Pour Martha Rosenberg, cofondatrice d’une campagne pro-avortement, le retour de Rodolfo Barra n’est pas une bonne nouvelle : "Rodolfo Barra a présenté 14 fois une clause pour pénaliser tous les types d’avortement, elle a toujours été rejetée. Bref il est revenu à la charge de nombreuses fois, rappelle-t-elle. Et aujourd’hui Barra sera le procureur général de la nation, c’est pour moi une attaque évidente", se désole Martha Rosenberg.

Les opposants à Javier Milei sur le qui-vive

Les défenseurs des droits de l'homme sont sur la défensive avant même le début du mandat de Javier Milei. ll faut dire que le nouveau président a déjà choisi de supprimer des ministères qui leur étaient chers, comme celui des Femmes. Et on ne sait encore ce que va devenir le secrétariat d’État aux droits de l’Homme. Javier Milei a promis de s’attaquer à tous ces secteurs de la société.
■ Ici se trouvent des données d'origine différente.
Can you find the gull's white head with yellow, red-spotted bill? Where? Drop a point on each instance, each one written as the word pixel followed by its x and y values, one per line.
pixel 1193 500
Les militants des droits humains commencent à se mobiliser aux côtés des Mères de la Place de Mai, l'association créée pendant la dictature militaire argentine par les mères cherchant leurs enfants disparus.
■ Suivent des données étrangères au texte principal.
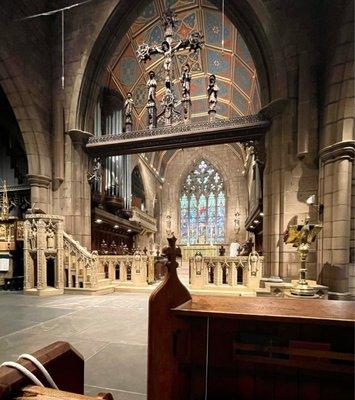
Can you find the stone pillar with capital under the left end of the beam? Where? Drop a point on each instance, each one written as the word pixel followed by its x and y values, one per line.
pixel 81 212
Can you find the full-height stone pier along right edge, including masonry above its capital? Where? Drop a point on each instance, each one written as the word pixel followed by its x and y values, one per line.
pixel 336 261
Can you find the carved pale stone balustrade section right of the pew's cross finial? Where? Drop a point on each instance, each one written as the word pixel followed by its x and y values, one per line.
pixel 241 274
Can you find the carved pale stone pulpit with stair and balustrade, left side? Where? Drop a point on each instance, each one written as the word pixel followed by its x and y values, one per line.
pixel 56 263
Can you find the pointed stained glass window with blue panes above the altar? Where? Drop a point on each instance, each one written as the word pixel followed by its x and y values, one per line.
pixel 202 206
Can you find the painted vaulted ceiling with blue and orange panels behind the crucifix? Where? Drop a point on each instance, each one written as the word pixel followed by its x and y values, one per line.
pixel 232 65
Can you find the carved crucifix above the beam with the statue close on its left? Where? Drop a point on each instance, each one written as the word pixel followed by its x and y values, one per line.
pixel 168 48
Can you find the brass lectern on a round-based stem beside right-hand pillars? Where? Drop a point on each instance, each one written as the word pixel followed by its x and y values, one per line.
pixel 301 236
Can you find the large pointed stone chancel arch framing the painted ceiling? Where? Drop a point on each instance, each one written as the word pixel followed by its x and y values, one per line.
pixel 250 16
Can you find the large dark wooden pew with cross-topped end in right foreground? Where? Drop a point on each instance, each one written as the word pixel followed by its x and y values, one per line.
pixel 247 348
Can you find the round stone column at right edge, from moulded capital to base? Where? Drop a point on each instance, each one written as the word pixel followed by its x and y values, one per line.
pixel 335 184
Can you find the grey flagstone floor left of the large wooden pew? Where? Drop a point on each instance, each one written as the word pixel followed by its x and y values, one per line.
pixel 110 331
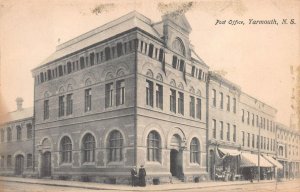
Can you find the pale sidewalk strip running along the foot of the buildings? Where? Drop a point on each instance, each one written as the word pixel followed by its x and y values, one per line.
pixel 101 186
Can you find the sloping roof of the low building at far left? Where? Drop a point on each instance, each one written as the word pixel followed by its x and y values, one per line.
pixel 17 115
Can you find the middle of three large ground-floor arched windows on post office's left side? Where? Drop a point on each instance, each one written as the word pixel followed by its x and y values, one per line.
pixel 88 144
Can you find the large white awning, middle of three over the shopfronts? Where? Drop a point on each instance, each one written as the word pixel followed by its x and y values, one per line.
pixel 251 160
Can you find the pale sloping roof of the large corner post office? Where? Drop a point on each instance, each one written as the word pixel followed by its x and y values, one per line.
pixel 124 23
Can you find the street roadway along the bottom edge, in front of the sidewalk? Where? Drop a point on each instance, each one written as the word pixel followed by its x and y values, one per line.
pixel 289 186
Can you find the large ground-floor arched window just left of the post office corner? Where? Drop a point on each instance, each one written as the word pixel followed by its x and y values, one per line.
pixel 115 146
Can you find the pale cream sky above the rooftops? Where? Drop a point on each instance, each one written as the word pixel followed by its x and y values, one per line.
pixel 256 57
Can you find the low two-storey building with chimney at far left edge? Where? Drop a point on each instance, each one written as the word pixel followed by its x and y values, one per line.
pixel 16 137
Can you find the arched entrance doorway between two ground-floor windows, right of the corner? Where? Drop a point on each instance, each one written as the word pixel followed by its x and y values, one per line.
pixel 176 157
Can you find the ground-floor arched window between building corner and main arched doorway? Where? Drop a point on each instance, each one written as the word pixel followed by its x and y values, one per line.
pixel 153 146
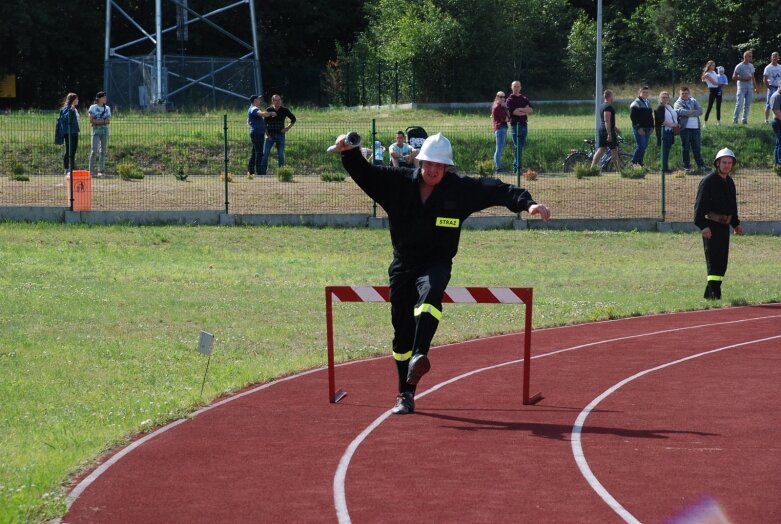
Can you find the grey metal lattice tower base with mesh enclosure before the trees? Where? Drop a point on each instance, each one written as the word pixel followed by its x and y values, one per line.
pixel 157 79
Des membres de l'association des mères de la place de mai rendent hommage aux victimes de la dictature argentine entre 1976 et 1983, le 7 décembre 2023 à Buenos Aires. (JUAN MABROMATA / AFP)
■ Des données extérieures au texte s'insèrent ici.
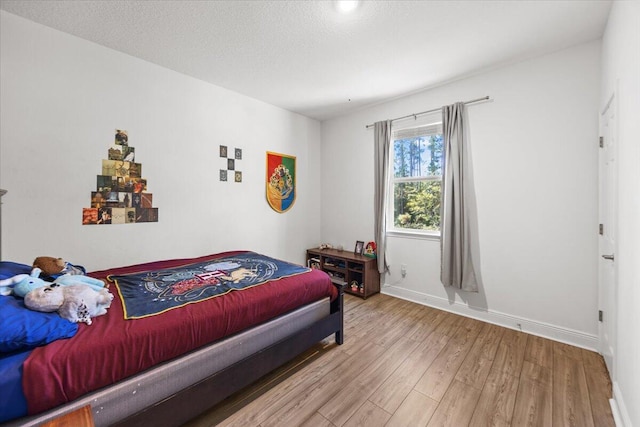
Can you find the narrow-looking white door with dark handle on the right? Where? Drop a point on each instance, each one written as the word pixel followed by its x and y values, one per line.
pixel 608 184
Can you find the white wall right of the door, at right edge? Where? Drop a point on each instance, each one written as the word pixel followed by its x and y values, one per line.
pixel 621 73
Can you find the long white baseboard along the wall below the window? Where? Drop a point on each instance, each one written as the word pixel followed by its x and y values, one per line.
pixel 534 327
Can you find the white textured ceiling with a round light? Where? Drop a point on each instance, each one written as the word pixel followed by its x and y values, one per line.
pixel 306 57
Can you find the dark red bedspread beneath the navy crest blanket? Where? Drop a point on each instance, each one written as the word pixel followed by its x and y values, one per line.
pixel 112 348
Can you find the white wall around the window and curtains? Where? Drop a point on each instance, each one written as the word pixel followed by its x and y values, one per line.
pixel 534 149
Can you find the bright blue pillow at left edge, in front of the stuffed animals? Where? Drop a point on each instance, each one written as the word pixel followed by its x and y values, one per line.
pixel 23 329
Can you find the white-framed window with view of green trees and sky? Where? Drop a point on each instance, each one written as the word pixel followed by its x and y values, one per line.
pixel 416 180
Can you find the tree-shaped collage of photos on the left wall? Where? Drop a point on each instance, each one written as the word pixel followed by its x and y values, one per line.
pixel 120 195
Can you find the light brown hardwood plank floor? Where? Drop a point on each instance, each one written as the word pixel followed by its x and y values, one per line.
pixel 404 364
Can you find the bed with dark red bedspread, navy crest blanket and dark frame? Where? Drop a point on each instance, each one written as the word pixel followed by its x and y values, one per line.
pixel 171 363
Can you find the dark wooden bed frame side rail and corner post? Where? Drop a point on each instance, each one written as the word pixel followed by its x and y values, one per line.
pixel 198 398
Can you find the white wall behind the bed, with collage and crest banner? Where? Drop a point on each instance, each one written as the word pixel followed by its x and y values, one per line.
pixel 61 99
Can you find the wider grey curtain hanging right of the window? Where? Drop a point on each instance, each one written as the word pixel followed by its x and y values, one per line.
pixel 459 233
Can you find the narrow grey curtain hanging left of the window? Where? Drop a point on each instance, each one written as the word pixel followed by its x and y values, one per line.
pixel 382 134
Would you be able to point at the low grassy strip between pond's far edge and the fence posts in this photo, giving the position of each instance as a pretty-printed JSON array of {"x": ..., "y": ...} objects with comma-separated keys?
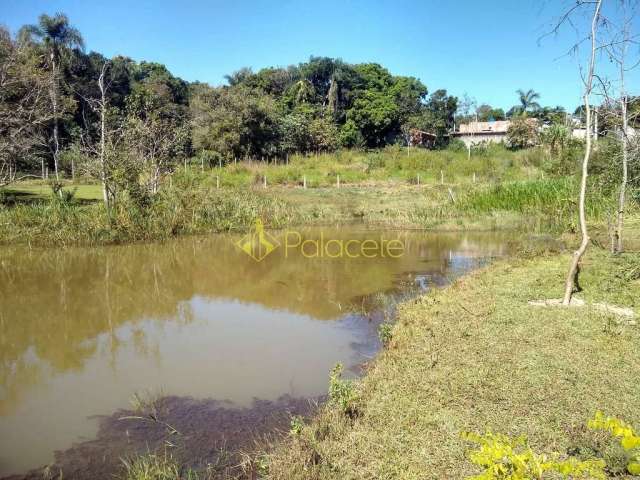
[{"x": 190, "y": 206}]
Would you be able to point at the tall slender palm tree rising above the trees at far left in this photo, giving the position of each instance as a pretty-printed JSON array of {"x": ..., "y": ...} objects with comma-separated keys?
[{"x": 58, "y": 36}]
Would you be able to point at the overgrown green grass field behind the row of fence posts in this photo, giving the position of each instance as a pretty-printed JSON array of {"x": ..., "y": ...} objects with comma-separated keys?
[{"x": 392, "y": 164}]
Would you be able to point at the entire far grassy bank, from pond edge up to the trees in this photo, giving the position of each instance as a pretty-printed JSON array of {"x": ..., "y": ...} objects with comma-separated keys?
[{"x": 510, "y": 191}]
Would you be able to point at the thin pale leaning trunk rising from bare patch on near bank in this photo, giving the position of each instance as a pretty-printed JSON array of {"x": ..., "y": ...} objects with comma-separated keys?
[{"x": 574, "y": 268}]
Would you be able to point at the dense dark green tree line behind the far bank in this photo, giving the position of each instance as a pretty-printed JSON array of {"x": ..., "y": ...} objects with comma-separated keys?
[{"x": 59, "y": 104}]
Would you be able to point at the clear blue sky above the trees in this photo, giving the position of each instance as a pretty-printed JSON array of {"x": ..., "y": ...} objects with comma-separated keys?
[{"x": 485, "y": 49}]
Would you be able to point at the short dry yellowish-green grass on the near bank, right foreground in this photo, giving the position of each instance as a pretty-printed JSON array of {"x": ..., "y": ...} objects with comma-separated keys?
[{"x": 474, "y": 357}]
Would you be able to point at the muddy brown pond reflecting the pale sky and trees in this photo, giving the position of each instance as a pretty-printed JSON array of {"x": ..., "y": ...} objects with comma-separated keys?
[{"x": 229, "y": 346}]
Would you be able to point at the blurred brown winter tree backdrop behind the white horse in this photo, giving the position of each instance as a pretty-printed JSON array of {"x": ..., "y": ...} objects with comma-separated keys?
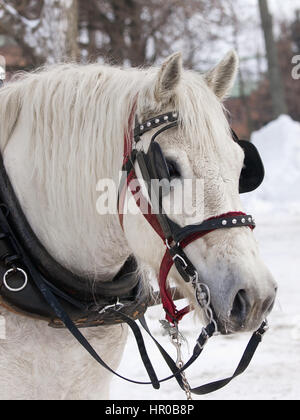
[{"x": 143, "y": 32}]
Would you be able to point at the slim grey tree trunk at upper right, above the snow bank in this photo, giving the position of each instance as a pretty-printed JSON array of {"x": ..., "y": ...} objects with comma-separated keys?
[{"x": 276, "y": 85}]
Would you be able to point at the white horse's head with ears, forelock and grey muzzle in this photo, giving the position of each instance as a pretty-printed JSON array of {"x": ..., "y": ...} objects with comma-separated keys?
[{"x": 200, "y": 149}]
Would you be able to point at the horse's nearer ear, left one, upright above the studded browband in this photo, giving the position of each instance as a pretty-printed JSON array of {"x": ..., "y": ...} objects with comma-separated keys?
[{"x": 168, "y": 78}]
Matias manifeste sur cette place, symbole de la contestation dans la capitale argentine. Il est très remonté, parce que selon lui, Javier Milei a déjà trahi l’une de ses promesses : celle d’éliminer la "caste politique", ces barons installés depuis de longues années sur la scène politique argentine. Le nouveau président a dû s'allier au parti de l’ancien président Mauricio Macri à la droite traditionnelle, pour former une coalition du gouvernement.

La future ministre de la Sécurité Patricia Bouleritch appartient à cette droite traditionnelle depuis plus de 20 ans. "Patricia Bouleritch était ministre du Travail pendant l’explosion sociale de 2001, rappelle Matias, elle a baissé les salaires, il y a eu des licenciements et de la répression. Patricia Bouleritch a été ministre de la Sécurité en 2017, elle a commencé avec un bilan de 40 morts en envoyant les forces de l’ordre contre une manifestation dans une province du nord. C’est une main de fer. Et maintenant elle revient, toujours ministre de la Sécurité, avec la même politique dans un gouvernement d’extrême droite, encore plus violente", insiste Matias.

"On doit se tenir prêts à résister."

Matias, opposant à Javier Milei

à franceinfo

Il y a beaucoup d’inquiétudes, beaucoup de spéculations aussi sur la méthode que choisira Javier Milei pour faire passer ses réformes. Mais la majorité des Argentins a décidé de parier sur cet anarcho-libertarien, ancien agitateur politique sur les plateaux de télévision, titulaire de deux masters en économie pour remettre sur pied un pays dévasté par la crise.